Figure 1.
Comparative analysis of MCF-7 cell viability, cell number and mitochondrial activity.
Cells were treated with 5 mM IPTG, 10 nM ICI 182780, 5 µM FTY720, or serum deprived (serum free) 48 h post-seeding. Using the Trypan Blue exclusion method cells were harvested and viable cells counted using a haemocytometer at days indicated. MTS and SYBR-DNA assays were performed, as detailed in materials and methods, at days indicated. The treatment results are shown as a percentage of the uninduced vehicle control (±SE) correlating with viable cell number (Trypan blue counts), colorimetric measurement (MTS), and fluorescent intensity (SYBR assay). Each experiment was performed in triplicate at least 3 times with similar results.
Figure 2.
Flow cytometric analysis of cell cycle phases post ICI 182780 and IPTG treatment.
Cells were treated with 10 nM ICI 182780 or 5 mM IPTG (p14ARF-induction) 48 h post seeding. At 48 h post-treatment cells were harvested, stained with propidium iodide solution as described in materials and methods and analysed for cell cycle distribution by flow cytometry using Modfit software. A. Fluorescence histograms showing cell cycle distribution of control, IPTG and ICI 182780 treated MCF-7 cells (representative experiment). B. Representative column graph showing the percentage of cells (± SD) in each cell cycle. This experiment was performed three times with three different cell lines showed similar results.
Figure 3.
EdU incorporation post ICI 182780 and IPTG (p14ARF) treatment.
Cells were seeded on cover slips and treated with 5 mM IPTG or 10 nM ICI 182780 24 h post-seeding. EdU was added to the medium on days 1 and 4 and cells were incubated for a further 20 h. EdU incorporation was visualized by staining with Alexafluor 488 (green). The nucleus was stained with Hoechst 33342 (blue) and images were taken on a Nikon fluorescence microscope (magnification ×200). Column graph shows % cells staining for EdU compared to Hoechst 33342 stained nuclei (± SE). Experiments were performed in triplicate (duplicate biological experiments). A minimum of 500 cells was counted for each treatment.
Figure 4.
ICI 182780 and p14ARF increase mitochondria activity.
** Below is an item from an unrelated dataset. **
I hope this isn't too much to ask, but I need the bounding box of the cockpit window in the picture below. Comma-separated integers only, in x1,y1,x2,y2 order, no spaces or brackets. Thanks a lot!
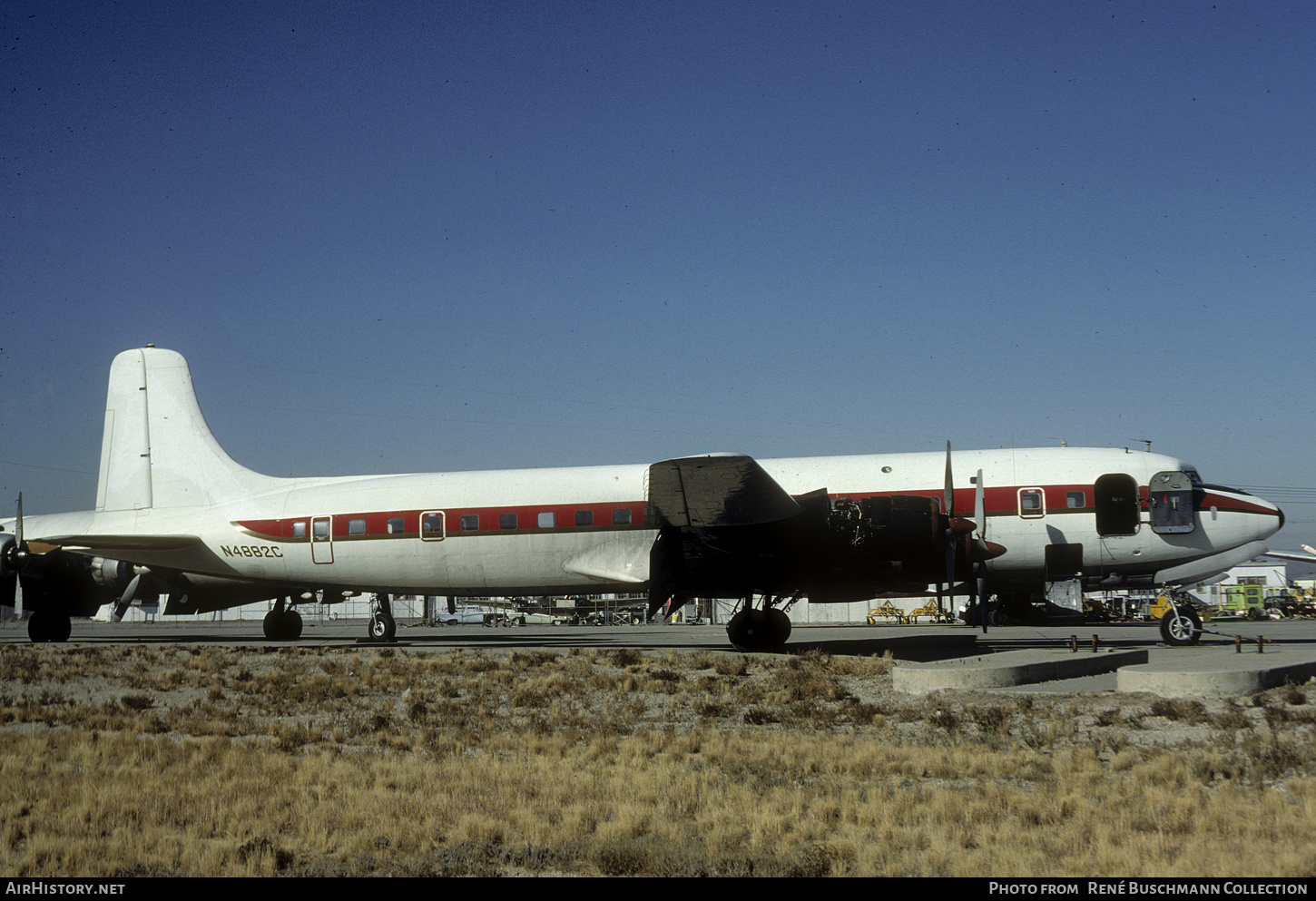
1147,472,1195,535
Cells were treated with 10 nM ICI 182780 (A) or 5 mM IPTG (B), 48 h post seeding. At 72 h post treatment cells were counted (see inset) and equal number of cells plated in 96 well plates. Mitochondrial activity was measured using the MTS assay. Treatment results were presented as percentage of control (± SE) in column graphs. Each experiment was performed in duplicate at least 3 times.
Figure 5.
Induction of p14ARF increases mitochondrial biomass and maintains membrane potential.
A. Cells were treated with 5 mM IPTG 48 h post-seeding. At day 3 post-IPTG treatment, live cells were incubated with Mitotracker (red), CellTracker (green) and Hoechst 33342 (blue) and imaged using an inverted fluorescent microscope (magnification ×400). Cells treated with IPTG noticeably increased in size. B. Images processed by high content imaging (magnification ×200) and mitochondria (per cell) counted using BD Attovision™ software. C. Cells were treated with 5 mM IPTG 48 h post-seeding. On day 3 post-IPTG-treatment cells were stained with TMRE for 15 min (+), or left unstained (−) and run through a flow cytometer (IPTG = black, control = white). TMRE-IPTG-treated cells showed increased fluorescence intensity compared to the TMRE-control cells, which is indicative of an increase in ΔΨmt in IPTG-treated cells. D. The median FL2 relative fluorescence units (RFU) of control and IPTG treated cells (day 3) were determined by flow cytometry. The column graph shows the median RFU of TMRE-stained cells minus unstained cells (±SE). This experiment was performed at least twice in triplicate.